Photo: Pascal Guyot Agence France-Presse
The group Decathlon, has abandoned the marketing of the hijab sport after an outcry from elected officials from all political sides.
The controversy in France about the hijab sport, that the group Decathlon, has abandoned the marketing after an outcry from elected officials from all political sides, recalled two years after the case of the burkini the tensions around the thorny issue of secularism.
The irruption of the mode of islamic in the public space raises regularly tollés in France, arousing often the misunderstanding abroad. “Once again, France made a whole drama of the choice of attire of muslim women “, thus wrote Tuesday in the Washington Post.
The arrows have been shot in a few hours, both sides of the French political chess-board.
The “boycott” has been claimed both by Valérie Rabault, president of the socialist group in the national Assembly, and the leader of the party sovereigntist Standing in France, Nicolas Dupont-Aignan.
The spokesperson of the party, presidential Republic in march, Aurore Bergé, said that she will not ” trust in a brand that breaks with our values “, joined by Lydia Guirous, spokesman of the Republicans (right), accusing the brand of” support the submission of women “.
The controversy has inflamed the social networks in France while the brand has shown on Twitter having been inundated with calls and e-mails of insults and threats, also referring to the employees in the stores, ” sometimes physically “.
“A hysterization” of the debate, reported Wednesday by the French minister of Justice, Nicole Belloubet, who recalled that the hijab, “which leaves the face open and visible,” according to the brand, was not contrary to the law on secularism, and public order.
As a staff, however, she felt that ” the sport, it is the values of universalism “, and that she does not see ” why women have caused themselves to wear this type of clothing “.
In a commentary for the Huffington Post, the French secretary of State for equality of women and men, Marlène Schiappa, opposed the ban on the hijab, considered ” necessary to [reflect on] this choice philosophically “. “What is the message that France address the courageous women who, in many countries of the world, remove their veil at the peril of their lives ?” asks she.
The government spokesperson Benjamin Griveaux is, to him, remained cryptic, ranking ” on the side of freedom of conscience and freedom tout court “.
Only the minister of Sports, Roxana Maracineanu, took a clear stand for the sale of this type of clothes : “I want to go search for the women, the mothers, the young girls wherever they are and as they are, encourage the practice of sport, as it is, I am convinced, a powerful lever of emancipation “, she tweeted.
In 2016 in France, the marketing of islamic veils by luxury brands, western or, still more, the municipal antiburkini (bathing suit for women that covers the torso as well as a part of the members and of the head) on the beaches (eventually invalidated by the highest administrative jurisdiction in france) had fuelled the debate.

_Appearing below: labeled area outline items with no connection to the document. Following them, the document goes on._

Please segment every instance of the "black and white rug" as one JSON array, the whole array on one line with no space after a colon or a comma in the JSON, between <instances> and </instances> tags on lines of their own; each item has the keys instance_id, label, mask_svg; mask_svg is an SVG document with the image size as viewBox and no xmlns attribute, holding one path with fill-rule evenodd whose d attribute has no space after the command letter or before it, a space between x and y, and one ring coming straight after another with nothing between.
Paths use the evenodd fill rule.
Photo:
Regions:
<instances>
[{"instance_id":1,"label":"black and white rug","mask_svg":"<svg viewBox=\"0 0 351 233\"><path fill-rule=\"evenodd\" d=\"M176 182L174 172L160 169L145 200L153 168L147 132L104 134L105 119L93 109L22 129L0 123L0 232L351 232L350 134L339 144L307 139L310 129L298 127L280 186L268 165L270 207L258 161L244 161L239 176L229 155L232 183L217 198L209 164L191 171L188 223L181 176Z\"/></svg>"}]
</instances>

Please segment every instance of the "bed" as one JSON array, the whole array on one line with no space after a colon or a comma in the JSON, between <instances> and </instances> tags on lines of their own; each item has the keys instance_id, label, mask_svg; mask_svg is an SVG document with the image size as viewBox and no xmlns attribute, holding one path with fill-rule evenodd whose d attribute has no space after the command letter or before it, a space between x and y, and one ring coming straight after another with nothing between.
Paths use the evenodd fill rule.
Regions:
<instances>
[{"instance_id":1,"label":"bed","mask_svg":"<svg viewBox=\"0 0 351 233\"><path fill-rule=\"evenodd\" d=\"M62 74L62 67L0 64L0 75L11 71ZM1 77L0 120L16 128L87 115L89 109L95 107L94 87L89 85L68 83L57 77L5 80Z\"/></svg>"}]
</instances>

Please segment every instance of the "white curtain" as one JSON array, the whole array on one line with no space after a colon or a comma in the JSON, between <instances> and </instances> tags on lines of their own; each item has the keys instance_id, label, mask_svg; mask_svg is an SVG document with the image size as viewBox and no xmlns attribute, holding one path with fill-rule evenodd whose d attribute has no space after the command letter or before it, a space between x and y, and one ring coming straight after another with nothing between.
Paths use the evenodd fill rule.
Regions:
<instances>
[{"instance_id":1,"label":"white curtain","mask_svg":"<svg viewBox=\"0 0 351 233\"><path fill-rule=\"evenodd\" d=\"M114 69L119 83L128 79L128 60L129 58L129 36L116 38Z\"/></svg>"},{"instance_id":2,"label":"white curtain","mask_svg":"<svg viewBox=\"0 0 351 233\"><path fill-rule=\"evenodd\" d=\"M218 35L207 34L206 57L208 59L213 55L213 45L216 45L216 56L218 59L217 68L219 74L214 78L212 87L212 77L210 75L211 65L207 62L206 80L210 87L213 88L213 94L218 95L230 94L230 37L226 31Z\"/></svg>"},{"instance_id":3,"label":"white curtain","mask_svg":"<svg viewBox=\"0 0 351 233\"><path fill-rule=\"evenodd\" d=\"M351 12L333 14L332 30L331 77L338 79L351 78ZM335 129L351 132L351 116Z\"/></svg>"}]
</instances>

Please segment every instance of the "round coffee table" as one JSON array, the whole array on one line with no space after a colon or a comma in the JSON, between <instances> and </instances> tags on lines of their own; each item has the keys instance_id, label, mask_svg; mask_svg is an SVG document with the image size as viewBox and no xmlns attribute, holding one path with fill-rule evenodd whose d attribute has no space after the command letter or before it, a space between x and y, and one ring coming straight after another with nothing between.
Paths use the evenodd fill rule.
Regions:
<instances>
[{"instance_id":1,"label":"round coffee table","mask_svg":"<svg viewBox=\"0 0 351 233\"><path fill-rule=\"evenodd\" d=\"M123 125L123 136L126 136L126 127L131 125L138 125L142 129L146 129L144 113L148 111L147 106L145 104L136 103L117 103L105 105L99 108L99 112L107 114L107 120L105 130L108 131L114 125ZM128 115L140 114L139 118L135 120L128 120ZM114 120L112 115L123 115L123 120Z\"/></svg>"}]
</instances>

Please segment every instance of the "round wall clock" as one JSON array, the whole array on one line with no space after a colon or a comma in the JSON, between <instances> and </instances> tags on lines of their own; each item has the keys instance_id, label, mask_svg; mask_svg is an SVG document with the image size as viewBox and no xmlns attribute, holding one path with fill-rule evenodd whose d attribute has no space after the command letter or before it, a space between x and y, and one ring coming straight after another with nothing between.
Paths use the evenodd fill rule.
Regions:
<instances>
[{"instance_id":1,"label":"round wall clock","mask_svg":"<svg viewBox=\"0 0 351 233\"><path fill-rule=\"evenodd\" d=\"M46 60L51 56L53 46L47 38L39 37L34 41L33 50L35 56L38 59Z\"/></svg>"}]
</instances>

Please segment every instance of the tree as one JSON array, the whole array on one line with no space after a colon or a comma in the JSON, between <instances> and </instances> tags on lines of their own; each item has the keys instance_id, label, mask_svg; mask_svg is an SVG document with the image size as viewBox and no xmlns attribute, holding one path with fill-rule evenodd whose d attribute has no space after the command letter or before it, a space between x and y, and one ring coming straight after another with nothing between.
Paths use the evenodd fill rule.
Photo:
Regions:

This new controversy, ” it is madness “, said the sociologist Raphael Liogier. “What is the common point between the idea of being more elegant, to bathe or sport in public ? In all three cases, it is forbidden in islam, ” recalls the author of The war of civilizations will not take place. “These women who wear these clothes are for the modernization of islam. So, in asking to remove the hijab, it supports the fundamentalists “, he adds.
“The more one drives them into the women who wear the scarf to remove it or they are guilty, the more the fundamentalists find legitimacy and say : “See, France is against islam, so hold on to your faith,” “, abounds Farhad Khosrokhavar, director of studies at the École des hautes études en sciences sociales (Ehess).
According to the researcher, ” the idéologisation of the headscarf in France is increasingly distant from the real world. […] Everywhere now, there are women who wear the headscarf and who participate in the public space, in politics, in fashion… We are here in an archaic form of secularism.”